コラム 台湾事情 作成日:2011年1月17日

台湾人研究所

第22回 全民健保の問題点

記事番号:T00027756

 全民健康保険(以下は全民健保)は戦後の台湾で最も規模が大きく、そして市民への影響も最も大きい社会福祉制度です。強制保険で、健康な人が病気になった人を助け、お金持ちが貧しい人を助けるような仕組みになっています。

 医療サービスが必要だけれど、十分なお金がない、そんな人たちが全民健保によって安い費用で治療を受けられるようになっています。しかし、充実している先進的な制度であるにもかかわらず、利用する市民は不満を持っています。今回はその理由を考えてみます。

「薬価ブラックホール」問題

 ヤフー!奇摩民調中心が1月1〜10日に実施した「全民健保で一番不満なことは?」という調査では、「薬価ブラックホールを抑えられない」が5割以上を占めダントツの首位となりました。「薬価ブラックホール」とは、分かりやすく言えば「薬価差益」の問題です。全民健保が病院に支給する薬価(医薬品の定価)が、病院が医薬メーカーから買う値段より高いことより生じる差益とのことです。資本主義の自由経済システムから見ると合法で合理的なことに見えますが、なぜ不満が生じるのでしょう。

 それは病院が医薬メーカーと「グル」になる場合があるからです。病院が健康保健局(健保局)にうそをついて、さまざまな名目で薬価を高くし、その差額で膨大な利益を得るというわけです。近年は不況のせいで健保費も払えない市民が増えているのに、健保局がこの問題を解決しようともせず、健保費を引き上げることで財務赤字をカバーしようとしたため、大きな批判を受けました。

地下ラジオの影響

 台湾では、政府の許可なしで違法放送を行う地下ラジオがニセ薬を販売し、服用した人が腎臓病にかかるケースが少なくありません。昨年4月に「台湾は人工透析患者数が人口比で世界一」というニュースもありました。背景には、漢方薬が身近な台湾人は、服薬への抵抗感が薄いこともあるでしょう。

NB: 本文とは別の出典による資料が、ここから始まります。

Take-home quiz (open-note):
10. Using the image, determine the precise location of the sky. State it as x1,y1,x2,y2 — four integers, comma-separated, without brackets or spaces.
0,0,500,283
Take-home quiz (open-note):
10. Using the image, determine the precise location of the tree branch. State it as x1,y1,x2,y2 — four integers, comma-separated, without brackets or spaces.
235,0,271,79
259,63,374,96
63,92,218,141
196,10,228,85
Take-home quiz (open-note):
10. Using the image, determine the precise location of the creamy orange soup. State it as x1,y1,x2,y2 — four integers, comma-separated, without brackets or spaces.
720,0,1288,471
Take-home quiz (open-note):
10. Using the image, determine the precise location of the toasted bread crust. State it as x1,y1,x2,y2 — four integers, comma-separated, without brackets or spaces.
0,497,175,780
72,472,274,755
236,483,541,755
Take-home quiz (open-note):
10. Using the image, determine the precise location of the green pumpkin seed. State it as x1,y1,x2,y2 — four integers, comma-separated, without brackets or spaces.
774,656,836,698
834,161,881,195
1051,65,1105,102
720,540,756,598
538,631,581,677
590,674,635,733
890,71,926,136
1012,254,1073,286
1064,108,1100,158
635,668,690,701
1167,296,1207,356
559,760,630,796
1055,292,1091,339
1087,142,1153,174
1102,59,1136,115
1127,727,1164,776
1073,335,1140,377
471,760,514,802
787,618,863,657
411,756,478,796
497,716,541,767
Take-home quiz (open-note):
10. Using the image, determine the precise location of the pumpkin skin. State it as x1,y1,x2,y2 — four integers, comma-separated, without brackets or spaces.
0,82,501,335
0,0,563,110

 ニセ薬の流通による透析患者の増加が全民健保の赤字をさらに悪化させていることも、市民の強い不満となっています。

内部・外部の改正が必要

 全民健保は非常に先進的なアイデアですが、外部的な要因で今は膨大な赤字が出ています。同調査での「全民健保の崩壊が心配?」という質問には、48%が「すごく心配」と答えました。このほど、新たな保険料財源を加えた「第2代健保」が成立しましたが、赤字を解決するには、病院による薬価の不正申告と、地下ラジオに対する取締強化も不可欠ではないかと思います。